During Tuesday’s hearing, Judge Kaplan questioned whether the Trump administration would be able to adhere to a 50 square feet of space per person rule, which would mean at most 16 people in the largest of the four holding rooms.


“Right. It's certainly not a problem presently. And if that is what the court deems necessary, obviously we will comply,” Oestericher replied. 


Hours later, Kaplan’s temporary restraining order indeed deemed it necessary to provide at least 50 square feet of space per person. If officials abide by her order, that would mean the number of people inside the 10th floor would be limited to 36 — if ICE continues to use only the four holding rooms described in court documents. 


‘Like We Were Animals’


Last month, THE CITY reported 415 people were detained on the 10th floor for more than two days during May and June, while 81 people were detained at the hold room for four days or more at a time. At the time, the average length of stay was 29 hours. 


Since then, the average stay inside 26 Federal Plaza has increased to 58 hours, with 596 people detained for more than two days, and 253 detained for more than four. 

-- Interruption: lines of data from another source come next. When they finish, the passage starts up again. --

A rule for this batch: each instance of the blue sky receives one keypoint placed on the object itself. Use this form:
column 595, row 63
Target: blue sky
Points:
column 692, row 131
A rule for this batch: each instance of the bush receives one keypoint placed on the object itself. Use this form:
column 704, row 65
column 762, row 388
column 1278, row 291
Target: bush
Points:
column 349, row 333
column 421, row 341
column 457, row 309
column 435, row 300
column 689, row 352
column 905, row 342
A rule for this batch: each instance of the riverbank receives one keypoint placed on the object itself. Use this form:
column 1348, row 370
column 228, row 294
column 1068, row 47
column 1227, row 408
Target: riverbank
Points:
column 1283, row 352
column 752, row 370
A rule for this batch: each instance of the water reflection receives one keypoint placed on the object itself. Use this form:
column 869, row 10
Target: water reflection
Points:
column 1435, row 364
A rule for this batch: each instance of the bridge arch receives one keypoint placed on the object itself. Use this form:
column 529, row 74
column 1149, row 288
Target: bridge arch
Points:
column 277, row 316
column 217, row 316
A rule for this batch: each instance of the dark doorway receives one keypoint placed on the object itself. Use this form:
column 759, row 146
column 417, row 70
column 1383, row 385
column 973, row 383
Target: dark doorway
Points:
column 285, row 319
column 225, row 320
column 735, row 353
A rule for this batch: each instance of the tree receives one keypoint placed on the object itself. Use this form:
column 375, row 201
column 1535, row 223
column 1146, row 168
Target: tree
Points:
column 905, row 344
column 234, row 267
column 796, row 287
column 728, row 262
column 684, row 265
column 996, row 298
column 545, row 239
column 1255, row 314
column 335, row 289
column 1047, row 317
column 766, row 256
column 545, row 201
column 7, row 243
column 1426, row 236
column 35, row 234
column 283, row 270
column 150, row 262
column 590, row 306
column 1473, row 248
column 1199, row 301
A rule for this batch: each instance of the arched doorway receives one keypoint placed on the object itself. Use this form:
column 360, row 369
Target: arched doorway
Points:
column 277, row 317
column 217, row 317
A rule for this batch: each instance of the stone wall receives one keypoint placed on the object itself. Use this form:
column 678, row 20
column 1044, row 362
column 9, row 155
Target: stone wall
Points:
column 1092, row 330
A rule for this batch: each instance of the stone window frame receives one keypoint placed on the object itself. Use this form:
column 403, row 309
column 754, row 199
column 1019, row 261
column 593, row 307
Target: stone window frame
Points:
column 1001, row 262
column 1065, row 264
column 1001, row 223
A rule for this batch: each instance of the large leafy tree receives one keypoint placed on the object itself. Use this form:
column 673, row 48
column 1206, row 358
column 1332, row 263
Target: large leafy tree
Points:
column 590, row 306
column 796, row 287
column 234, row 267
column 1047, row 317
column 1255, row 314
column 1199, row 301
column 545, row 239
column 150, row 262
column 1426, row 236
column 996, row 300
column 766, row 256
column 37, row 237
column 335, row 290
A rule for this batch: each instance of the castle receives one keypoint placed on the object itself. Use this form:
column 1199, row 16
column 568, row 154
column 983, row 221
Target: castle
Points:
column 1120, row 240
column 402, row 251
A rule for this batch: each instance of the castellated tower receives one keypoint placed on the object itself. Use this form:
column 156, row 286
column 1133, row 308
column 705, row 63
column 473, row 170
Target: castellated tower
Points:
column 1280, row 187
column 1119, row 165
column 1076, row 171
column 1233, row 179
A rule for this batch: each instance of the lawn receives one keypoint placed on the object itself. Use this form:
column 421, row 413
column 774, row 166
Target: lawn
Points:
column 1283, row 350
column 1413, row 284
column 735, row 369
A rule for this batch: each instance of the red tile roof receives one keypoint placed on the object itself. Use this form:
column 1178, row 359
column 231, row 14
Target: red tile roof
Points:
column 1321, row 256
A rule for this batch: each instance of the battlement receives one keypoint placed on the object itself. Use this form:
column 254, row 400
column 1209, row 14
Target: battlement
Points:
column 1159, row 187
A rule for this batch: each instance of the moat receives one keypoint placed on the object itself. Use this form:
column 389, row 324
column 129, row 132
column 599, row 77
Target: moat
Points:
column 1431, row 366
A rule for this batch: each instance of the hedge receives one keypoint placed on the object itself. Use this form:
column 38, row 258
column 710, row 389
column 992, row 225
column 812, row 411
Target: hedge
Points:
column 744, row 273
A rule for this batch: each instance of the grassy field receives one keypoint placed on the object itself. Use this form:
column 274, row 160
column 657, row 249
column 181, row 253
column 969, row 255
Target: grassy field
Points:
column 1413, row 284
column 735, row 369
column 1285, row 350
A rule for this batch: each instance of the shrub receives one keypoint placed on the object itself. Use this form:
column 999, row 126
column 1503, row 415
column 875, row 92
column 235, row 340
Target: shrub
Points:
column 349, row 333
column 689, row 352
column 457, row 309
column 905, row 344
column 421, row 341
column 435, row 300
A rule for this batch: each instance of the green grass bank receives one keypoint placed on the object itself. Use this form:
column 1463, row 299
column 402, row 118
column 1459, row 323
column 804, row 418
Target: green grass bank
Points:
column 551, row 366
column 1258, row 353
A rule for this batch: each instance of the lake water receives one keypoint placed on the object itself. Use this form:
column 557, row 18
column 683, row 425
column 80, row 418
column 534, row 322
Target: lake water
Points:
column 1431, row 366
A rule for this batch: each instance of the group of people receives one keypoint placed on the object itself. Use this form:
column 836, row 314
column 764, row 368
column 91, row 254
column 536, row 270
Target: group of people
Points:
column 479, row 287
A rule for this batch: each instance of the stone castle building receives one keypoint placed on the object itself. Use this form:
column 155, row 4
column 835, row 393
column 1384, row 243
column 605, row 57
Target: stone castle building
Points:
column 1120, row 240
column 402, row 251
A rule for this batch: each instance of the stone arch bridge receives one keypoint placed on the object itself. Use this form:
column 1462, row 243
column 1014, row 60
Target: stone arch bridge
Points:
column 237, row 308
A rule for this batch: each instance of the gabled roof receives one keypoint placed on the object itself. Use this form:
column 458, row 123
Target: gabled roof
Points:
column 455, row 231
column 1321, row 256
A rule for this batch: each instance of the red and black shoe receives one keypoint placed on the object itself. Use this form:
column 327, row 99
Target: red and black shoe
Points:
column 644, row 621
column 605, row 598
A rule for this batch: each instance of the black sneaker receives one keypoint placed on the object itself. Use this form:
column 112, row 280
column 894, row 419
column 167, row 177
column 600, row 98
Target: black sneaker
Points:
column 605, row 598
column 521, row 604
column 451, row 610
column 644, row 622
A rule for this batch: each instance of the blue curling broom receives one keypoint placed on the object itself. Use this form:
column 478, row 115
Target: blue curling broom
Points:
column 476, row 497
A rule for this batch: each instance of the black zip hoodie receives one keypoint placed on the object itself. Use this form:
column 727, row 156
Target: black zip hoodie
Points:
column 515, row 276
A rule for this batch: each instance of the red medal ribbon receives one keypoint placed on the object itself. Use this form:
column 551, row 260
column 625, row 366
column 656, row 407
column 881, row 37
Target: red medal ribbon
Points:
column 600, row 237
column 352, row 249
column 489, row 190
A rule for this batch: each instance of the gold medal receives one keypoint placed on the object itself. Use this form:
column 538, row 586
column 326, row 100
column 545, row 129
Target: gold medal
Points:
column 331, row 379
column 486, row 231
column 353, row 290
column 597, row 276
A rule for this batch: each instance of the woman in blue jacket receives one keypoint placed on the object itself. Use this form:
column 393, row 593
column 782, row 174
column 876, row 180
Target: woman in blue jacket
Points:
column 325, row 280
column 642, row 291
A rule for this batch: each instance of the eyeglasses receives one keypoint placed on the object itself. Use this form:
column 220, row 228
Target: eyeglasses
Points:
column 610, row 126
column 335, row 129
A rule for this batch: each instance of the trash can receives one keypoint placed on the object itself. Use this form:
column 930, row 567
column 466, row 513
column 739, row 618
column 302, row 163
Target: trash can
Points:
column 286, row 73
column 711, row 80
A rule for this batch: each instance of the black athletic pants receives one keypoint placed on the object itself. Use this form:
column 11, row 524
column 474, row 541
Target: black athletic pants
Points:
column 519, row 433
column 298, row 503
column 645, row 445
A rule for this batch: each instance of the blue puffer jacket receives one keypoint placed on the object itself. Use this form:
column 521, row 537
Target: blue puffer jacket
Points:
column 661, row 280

Of the 2,286 people who were detained inside 26 Federal Plaza since May 20, 67% had no pending criminal case or any criminal convictions, according to ICE’s internal data obtained by the Deportation Data Project through a Freedom of Information Act request. 


Meanwhile, attorneys submitted three more affidavits on behalf of immigrant detainees Tuesday, including that of Sergio Barco Mercado, a Peruvian asylum seeker, who was arrested Friday after his immigration court hearing inside 26 Federal Plaza, and held until Sunday, at which point, he alleged inhumane conditions still persisted inside. 


“We did not always get enough water,” he described. “There was one guard who would sometimes hold a bottle of water up and people would wait to have him squirt some into our mouths, like we were animals.”